Alors, oui, alors il nie sa distinction, et il se mêle avec ceux qui mangent à l'auge des cochons. 

Aussi longtemps que l'homme n'est pas devenu une unité, mais est divisé par toutes sortes d'avantages, d'idées et d'interêts contraires, on ne réussira jamais à réaliser une Unité pour Tous. 

Un élément qui lie et donne aux groupes le Pouvoir d'unité est toujours un but, ou un idéal commun très désiré, soit vers le mal, soit vers le bien. 

La ou l'homme est divisé en lui-même, il ne peut connaitre de but, ni d'idéal, pour lequel il voudrait se donner la peine de tout sacrifier, et cela reste, ainsi, une illusion. 

Le rebelle spirituel connait l'Amour de son Royaume perdu, et son Père une fois quitté, et pour retrouver cette situation, il est disposé à aller le Chemin vers le Haut, à travers toutes les résistances - un Chemin étroit, et de temps en temps, étrange, mais un Chemin qui le conduit toujours plus près de la Réalité supposée perdue - et qui pour cela, le remplit d'une Joie calme et constante, dans laquelle se trouve sa Source de la Paix Profonde. 

La Paix Profonde qui guérit son cœur quand il le sent blessé, et qui console son âme quand elle se sent vide, et éclaircit son penser quand il découvre ses limites. 

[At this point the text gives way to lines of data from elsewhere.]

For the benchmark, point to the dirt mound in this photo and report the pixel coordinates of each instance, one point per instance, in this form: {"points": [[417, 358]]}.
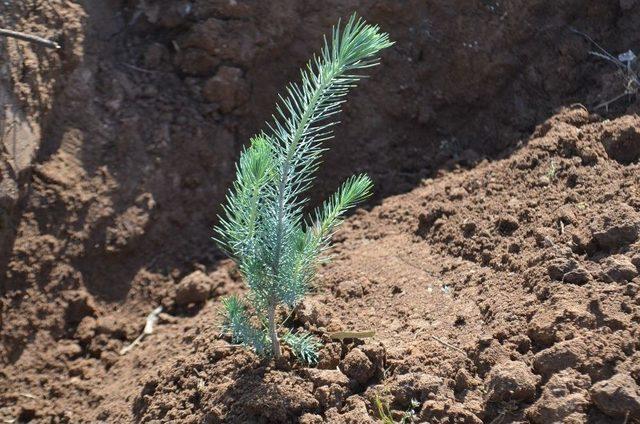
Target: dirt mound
{"points": [[506, 292], [491, 292]]}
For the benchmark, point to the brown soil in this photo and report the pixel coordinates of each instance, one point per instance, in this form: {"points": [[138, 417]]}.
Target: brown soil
{"points": [[498, 265]]}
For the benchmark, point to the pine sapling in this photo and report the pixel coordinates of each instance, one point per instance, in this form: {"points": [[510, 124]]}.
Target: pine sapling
{"points": [[263, 227]]}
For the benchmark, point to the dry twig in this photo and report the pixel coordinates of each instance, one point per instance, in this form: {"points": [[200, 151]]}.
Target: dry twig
{"points": [[29, 38]]}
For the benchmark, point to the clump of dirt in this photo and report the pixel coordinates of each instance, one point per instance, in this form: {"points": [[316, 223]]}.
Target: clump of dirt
{"points": [[508, 291]]}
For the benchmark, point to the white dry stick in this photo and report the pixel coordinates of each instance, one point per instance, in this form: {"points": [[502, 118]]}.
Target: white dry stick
{"points": [[152, 318]]}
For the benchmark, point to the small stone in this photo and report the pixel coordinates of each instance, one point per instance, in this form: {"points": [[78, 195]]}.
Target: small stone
{"points": [[507, 224], [622, 138], [619, 268], [194, 288], [577, 276], [86, 329], [332, 396], [512, 380], [311, 419], [464, 380], [457, 193]]}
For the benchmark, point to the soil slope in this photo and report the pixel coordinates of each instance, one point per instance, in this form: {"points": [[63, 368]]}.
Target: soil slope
{"points": [[499, 266]]}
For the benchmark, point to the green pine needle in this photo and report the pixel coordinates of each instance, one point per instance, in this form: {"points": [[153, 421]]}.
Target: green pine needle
{"points": [[262, 226], [304, 346]]}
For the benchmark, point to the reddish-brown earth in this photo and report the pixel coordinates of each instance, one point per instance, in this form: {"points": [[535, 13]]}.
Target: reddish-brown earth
{"points": [[498, 264]]}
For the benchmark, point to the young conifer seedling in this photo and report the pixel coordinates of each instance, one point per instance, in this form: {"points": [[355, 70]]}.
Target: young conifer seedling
{"points": [[262, 227]]}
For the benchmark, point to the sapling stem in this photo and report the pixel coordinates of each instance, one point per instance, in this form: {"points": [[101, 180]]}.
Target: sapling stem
{"points": [[273, 333], [263, 227]]}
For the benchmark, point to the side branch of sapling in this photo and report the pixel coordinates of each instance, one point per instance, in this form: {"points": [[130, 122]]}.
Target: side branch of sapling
{"points": [[263, 227]]}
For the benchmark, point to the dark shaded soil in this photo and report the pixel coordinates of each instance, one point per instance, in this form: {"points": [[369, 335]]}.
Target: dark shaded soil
{"points": [[500, 271]]}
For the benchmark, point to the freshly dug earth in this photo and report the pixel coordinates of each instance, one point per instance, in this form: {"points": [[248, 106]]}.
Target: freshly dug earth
{"points": [[503, 284]]}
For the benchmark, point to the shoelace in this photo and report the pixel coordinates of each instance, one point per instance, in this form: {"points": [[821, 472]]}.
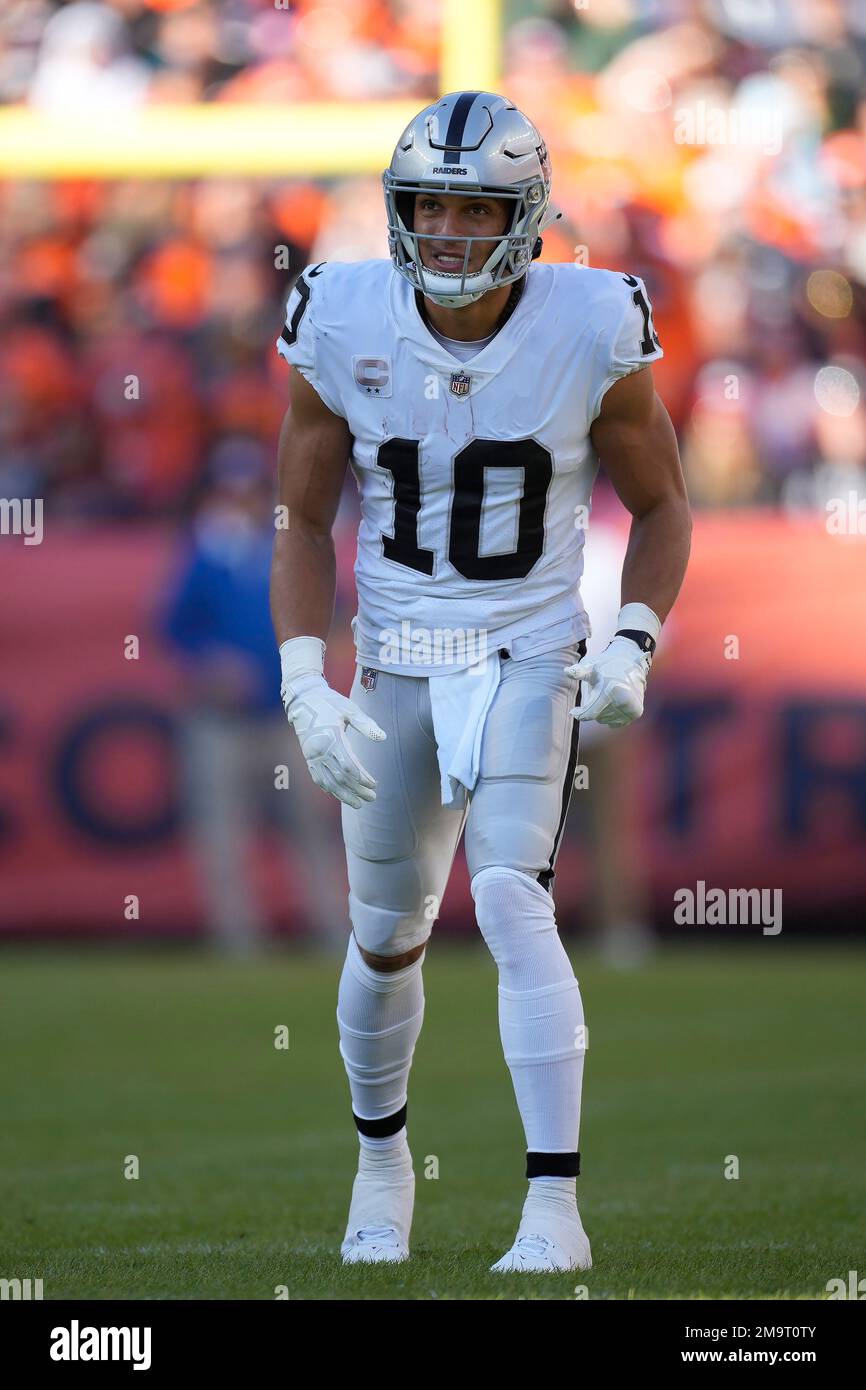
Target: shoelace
{"points": [[377, 1233], [533, 1244]]}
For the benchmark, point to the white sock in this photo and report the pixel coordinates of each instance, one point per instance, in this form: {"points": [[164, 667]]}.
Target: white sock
{"points": [[556, 1196], [541, 1012], [380, 1018]]}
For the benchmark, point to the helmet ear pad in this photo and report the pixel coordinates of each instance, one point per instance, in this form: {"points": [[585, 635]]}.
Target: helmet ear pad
{"points": [[406, 209]]}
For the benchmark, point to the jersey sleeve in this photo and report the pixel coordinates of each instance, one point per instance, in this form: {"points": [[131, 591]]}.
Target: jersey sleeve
{"points": [[300, 338], [633, 344]]}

Cette Paix Profonde accompagnait chaque rebelle spirituel dans le passé, et dans le présent, et lui donnait, et lui donne le Bon Courage, qui lui fait vaincre le monde dans tous ses aspects. 

Cette Paix Profonde est la corde qui relie les rebelles, face à l'archonte du monde apparent - et qui les recueille dans le Royaume, qui n'est pas de cette terre, mais qui s'étend dans, et sur tous ceux qui sont éveillés, dans la plénitude des temps.